Another issue that the article brings up is the collaboration of people and the creation of the work being named to a single artist. Even though the artist came up with the idea, to what extent should the audience play until they are considered as part of the creator of the piece? I think that the artist should be accredited to the idea, and start of the piece but the finishing or continuation of the piece should include the accreditation to the audience who helped shape it into the finishing product (if there is a finishing product.
September 13 2011
I woke up today at 5:30 to start to get ready and make my way to school for the commute. Tired and groggy by the time I got on the train I just decided to sleep for the duration of my travel. Once I got to school I still had about thirty minutes before class had started so I just showed up early.
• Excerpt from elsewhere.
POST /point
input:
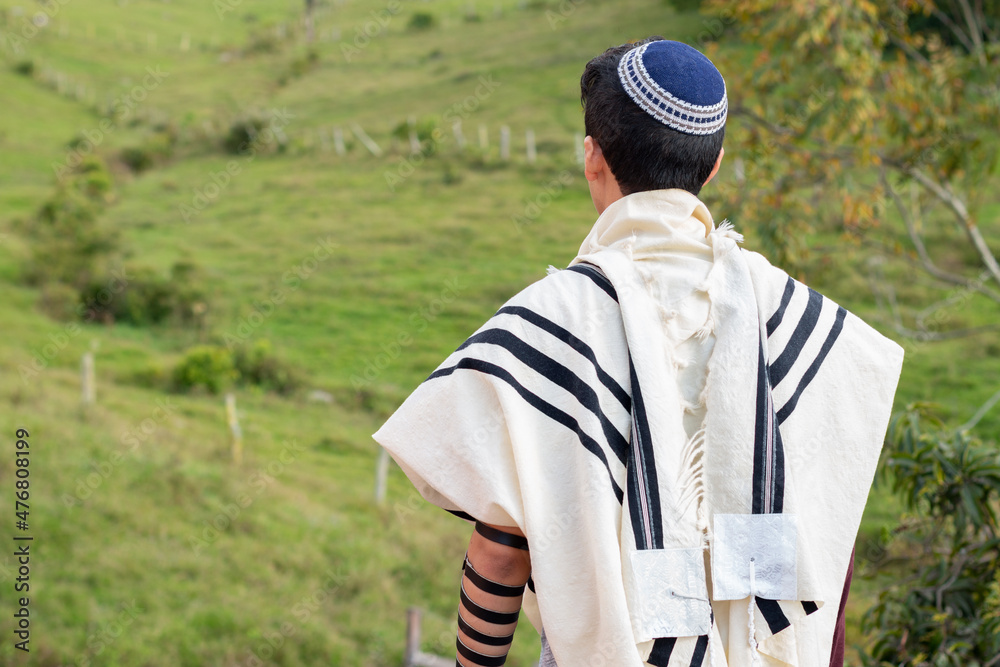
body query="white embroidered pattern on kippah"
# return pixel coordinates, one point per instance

I was welcomed by Jen and Beth as I was asked to put on my name tag while the boasted about the large amount of guys that are in the class this semester. When class started we went over the itinerary of the year and split into groups and made an assignment based off a a piece of work we received. In the middle of presentations we were interrupted for a brief safety talk from public safety. After the talk we broke into lunch and finished the presentations shortly into the next part of class.
As the class was brought to a finish we were given choices on where we will meet for our out of class field studies, and learned how to right blogs on this site.